Les problèmes récurrents portent par exemple sur les assurances vie. Il est relativement fréquent que des preneurs d'assurance nous rapportent, après le rachat de leur police, que l'intermédiaire d'assurance leur avait assuré oralement lors de la conclusion du contrat que la police pouvait être résiliée à tout moment sans pénalités – alors que ce n'est pas le cas. La plupart du temps, les personnes concernées n'ont toutefois pas pu apporter la preuve de la garantie invoquée. Au regard du nombre élevé de réclamations similaires au cours des dix dernières années, nous devons partir du principe que les explications fournies sur ce type de produits d'assurance ne sont généralement ni assez claires, ni suffisamment intelligibles. Par ailleurs, il y a un manque de transparence manifeste sur le fait que seule une partie de la prime est utilisée pour alimenter l’épargne et que le reste sert à financer les primes de risque, les frais de souscription et les frais administratifs.

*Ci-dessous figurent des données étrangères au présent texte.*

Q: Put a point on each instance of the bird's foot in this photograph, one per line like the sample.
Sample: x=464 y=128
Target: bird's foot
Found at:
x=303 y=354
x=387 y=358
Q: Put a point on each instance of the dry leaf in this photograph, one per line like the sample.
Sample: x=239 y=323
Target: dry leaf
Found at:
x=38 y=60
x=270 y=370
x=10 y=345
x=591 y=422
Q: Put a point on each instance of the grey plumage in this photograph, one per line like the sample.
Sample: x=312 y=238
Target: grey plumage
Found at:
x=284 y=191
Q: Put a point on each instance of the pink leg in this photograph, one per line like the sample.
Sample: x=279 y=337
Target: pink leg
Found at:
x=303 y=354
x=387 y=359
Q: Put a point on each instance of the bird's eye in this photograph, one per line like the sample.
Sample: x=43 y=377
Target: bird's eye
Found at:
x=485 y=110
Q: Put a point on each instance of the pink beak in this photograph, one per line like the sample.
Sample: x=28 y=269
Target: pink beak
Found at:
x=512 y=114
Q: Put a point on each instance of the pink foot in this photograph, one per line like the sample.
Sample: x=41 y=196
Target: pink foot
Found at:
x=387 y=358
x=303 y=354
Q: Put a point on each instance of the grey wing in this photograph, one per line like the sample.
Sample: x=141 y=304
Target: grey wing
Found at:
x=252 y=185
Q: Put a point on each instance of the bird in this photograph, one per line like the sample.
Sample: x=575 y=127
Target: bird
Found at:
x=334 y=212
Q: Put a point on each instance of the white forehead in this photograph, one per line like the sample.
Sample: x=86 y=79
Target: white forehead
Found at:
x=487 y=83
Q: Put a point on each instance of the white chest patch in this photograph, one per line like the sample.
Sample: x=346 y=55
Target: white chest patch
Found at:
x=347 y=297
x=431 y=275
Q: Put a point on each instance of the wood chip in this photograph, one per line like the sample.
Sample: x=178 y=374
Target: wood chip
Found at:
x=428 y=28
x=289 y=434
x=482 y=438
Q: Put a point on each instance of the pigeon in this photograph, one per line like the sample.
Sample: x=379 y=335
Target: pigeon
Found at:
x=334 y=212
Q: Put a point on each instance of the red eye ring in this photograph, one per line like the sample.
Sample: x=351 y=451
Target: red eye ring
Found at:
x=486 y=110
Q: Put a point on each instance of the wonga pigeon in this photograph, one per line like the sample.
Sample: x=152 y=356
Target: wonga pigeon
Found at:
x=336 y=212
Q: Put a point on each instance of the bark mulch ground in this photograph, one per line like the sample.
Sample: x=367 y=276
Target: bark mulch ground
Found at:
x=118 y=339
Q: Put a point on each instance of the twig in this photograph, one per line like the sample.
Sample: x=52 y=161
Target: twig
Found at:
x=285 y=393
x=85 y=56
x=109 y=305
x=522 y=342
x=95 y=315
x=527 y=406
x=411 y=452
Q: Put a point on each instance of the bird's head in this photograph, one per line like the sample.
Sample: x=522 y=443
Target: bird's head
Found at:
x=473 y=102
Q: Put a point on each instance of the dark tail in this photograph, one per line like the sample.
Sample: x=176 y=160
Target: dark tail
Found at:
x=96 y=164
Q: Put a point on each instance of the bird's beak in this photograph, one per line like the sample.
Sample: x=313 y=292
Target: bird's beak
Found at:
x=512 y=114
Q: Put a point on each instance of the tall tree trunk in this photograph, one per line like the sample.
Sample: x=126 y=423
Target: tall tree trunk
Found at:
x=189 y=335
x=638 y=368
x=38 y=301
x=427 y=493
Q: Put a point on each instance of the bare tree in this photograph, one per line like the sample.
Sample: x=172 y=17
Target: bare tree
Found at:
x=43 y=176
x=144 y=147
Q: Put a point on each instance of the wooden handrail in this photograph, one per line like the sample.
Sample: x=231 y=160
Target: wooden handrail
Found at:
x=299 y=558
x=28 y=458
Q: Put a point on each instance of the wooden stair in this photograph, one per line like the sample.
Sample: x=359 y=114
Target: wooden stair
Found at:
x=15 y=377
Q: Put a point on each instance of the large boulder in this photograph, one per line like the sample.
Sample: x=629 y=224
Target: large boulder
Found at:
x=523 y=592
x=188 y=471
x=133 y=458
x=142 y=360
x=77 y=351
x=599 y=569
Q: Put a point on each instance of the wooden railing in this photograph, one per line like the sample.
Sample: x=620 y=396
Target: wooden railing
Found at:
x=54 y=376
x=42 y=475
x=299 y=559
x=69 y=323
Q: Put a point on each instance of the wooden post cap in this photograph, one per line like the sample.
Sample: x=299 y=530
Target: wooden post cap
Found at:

Des problèmes se posent également dans d'autres branches d'assurance, par exemple en assurances-maladie complémentaires. Nous avons déjà constaté à maintes reprises que des intermédiaires d'assurance avaient adressé aux personnes assurées une lettre pour la résiliation de l'assurance-maladie complémentaire existante en les priant de la signer et de l’envoyer à l’assureur concerné. Or, cet envoi survenait malheureusement avant que la nouvelle proposition soumise à l'assureur concurrent n'ait été approuvée. Il faut faire les choses dans l’ordre. J’estime que les intermédiaires d'assurance sont censés sensibiliser leurs clients au fait qu'ils ne doivent résilier une police existante qu'après approbation de la nouvelle proposition par l'assureur concurrent. Dans le cas contraire, le client risque de ne plus trouver d'assurance-maladie complémentaire et de se retrouver sans couverture.
Quelles problématiques devraient absolument être abordées ou approfondies dans les futures formations initiale et continues des intermédiaires d'assurance ?
Je ne connais pas les programmes des formations initiale et continues des intermédiaires d'assurance. Je tiens néanmoins à formuler une recommandation d'ordre général : sensibiliser les intermédiaires d'assurance et les apprentis au fait qu'on ne peut bien expliquer un produit que si on le comprend bien soi-même. Pour être un bon commercial, des connaissances générales en technique de l’assurance et en marketing ne suffisent pas.